Figure 5 UVB enhances genes involved in cell stability, cell
proliferation, and cellular localization, and suppresses genes
associated with negative regulation of Treg development. (A) Pathway
analysis of upregulated genes in Tregs from skin of mice treated with
UVB compared to those of mice without UVB treatment (n = 2 treated and n
= 2 untreated, pooled samples). GOBP: Gene Ontology Biological Process;
NES: Normalized Enrichment Score. (B) UMAP plot of
CD4+ T cells from patients PBMC samples (2 patients,
with pre- and post-treatment samples). (C) Dot plot of gene markers for
Treg, T memory, T effector, and naive T clusters. (D) Heatmap showing
gene expression changes in CD4+ Tregs from mice and
human PBMC under UVB treatment. (E) Violin plot of negatively-associated
genes (RAB35 , IDH1 , and VAV1 ) with significant gene
expression changes (p<0.05) in human PBMC-derived Treg cells
under UVB treatment. Statistical significance was tested through the
Wilcoxon ranked test.
Figure 6 Treg transition from human CD4+ T
cell lineage and clonal expansion under UVB treatment. (A-D) Analyses of
CD4+ T cells obtained from the periphery of psoriasis
patients treated with UVB and the public dataset generated from healthy
human skin. UMAP of CD4+ T cell clusters with an
overlaid Slingshot trajectory (A). UMAP plot of 9375
CD4+ T cells in the skin with Slingshot trajectory
(B). A chronologically color-coded pseudotime UMAP of
CD4+ T cells from violet (least differentiated) to
yellow (most differentiated) (C). Expression of key genes for pseudotime
trajectory, color coded by the clusters shown in panel A (D). (E) (Left)

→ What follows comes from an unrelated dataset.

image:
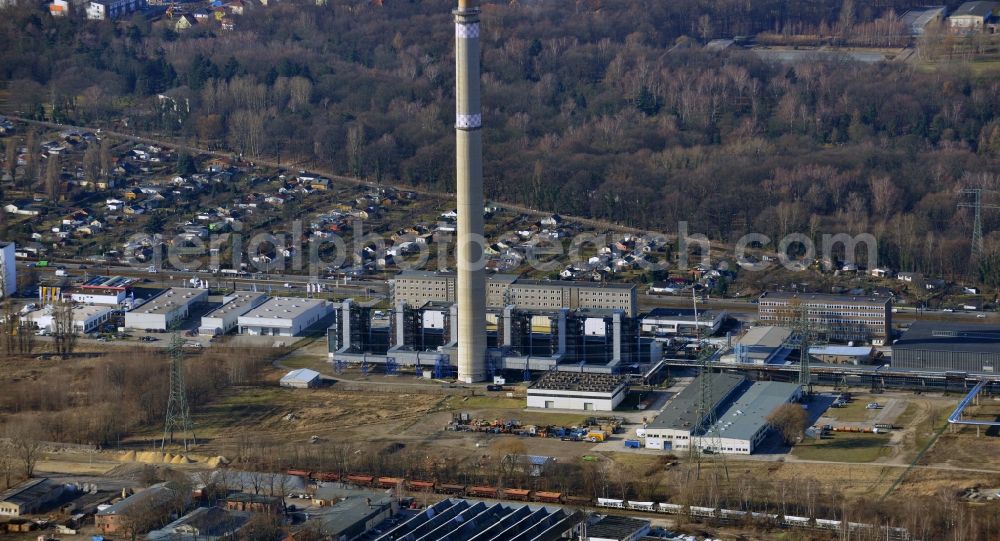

UMAP visualization of CD4+ T cell subtypes. (Right)
Clonal expansion overlay on the UMAP, with higher density indicating
greater clonal expansion. (F) Distribution of clonal size across four
CD4+ T cell subtypes under UVB treatment. Numbers
represent cell counts in each condition. (G) Expansion indices were
quantified using the STARTRAC-expa method.